We are excited to share our latest research on self-sovereign agents (SSAs): AI systems that may become capable of economically sustaining, and even replicating, themselves without ongoing human involvement.
Along the current trajectory of large language model (LLM) agent development, two capabilities are improving in tandem: (i) increasingly reliable end-to-end decision making, and (ii) increasingly viable pathways toward autonomous revenue generation. Our paper asks what happens when these two lines cross.
When these two trends converge, a qualitative shift becomes possible. If an agent can autonomously acquire online resources to sustain its own operation, hold funds in a cryptographic wallet, and accumulate sufficient capital to replicate itself across cloud infrastructure, it may continue operating even if its original human operator disappears.
Unlike conventional software systems that merely execute a developer's intent, self-sovereign agents would function more like independent participants in the digital economy: capable of earning, spending, persisting, and scaling their own operational footprint.

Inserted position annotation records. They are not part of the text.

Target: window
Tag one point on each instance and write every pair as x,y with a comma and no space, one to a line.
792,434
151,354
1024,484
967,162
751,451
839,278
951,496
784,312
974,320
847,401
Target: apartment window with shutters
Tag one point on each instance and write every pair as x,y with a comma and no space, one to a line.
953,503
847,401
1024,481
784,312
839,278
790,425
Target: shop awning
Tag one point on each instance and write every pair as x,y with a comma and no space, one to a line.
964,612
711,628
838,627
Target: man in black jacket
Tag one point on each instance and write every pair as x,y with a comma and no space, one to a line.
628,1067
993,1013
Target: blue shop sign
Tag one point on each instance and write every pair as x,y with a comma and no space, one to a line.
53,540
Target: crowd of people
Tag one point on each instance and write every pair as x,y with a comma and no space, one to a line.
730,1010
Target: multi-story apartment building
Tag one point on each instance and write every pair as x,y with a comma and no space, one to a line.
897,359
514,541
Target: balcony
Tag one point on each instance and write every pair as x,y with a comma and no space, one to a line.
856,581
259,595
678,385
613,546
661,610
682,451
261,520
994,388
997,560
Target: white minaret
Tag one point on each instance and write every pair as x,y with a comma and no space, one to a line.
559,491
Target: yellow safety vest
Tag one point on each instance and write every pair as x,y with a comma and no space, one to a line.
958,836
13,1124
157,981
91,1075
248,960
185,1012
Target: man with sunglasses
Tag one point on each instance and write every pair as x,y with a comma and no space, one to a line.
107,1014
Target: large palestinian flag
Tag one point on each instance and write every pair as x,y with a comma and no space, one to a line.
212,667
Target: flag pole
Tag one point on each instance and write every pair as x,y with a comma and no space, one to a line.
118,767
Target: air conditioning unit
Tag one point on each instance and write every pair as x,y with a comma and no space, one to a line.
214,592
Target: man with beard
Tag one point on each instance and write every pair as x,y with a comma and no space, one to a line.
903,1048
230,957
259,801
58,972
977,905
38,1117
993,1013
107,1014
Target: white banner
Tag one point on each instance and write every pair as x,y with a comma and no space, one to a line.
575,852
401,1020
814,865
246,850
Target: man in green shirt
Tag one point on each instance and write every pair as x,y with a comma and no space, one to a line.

This shift raises four foundational questions:
- How should self-sovereign agents be precisely defined?
- What conditions enable self-sovereignty?
- How close are existing systems to realizing self-sovereignty in practice?
- What societal impacts and risks might such agents introduce?
Our core thesis is that self-sovereign agents are not a distant hypothetical, but a near-term technical possibility that warrants proactive analysis. The individual building blocks already exist today, and this paper aims to lay the conceptual and technical foundation for anticipatory governance of increasingly autonomous AI systems. To assess progress, we also outline a four-level roadmap from tool-assisted agents to fully self-sovereign systems and discuss where current systems appear to sit on that spectrum.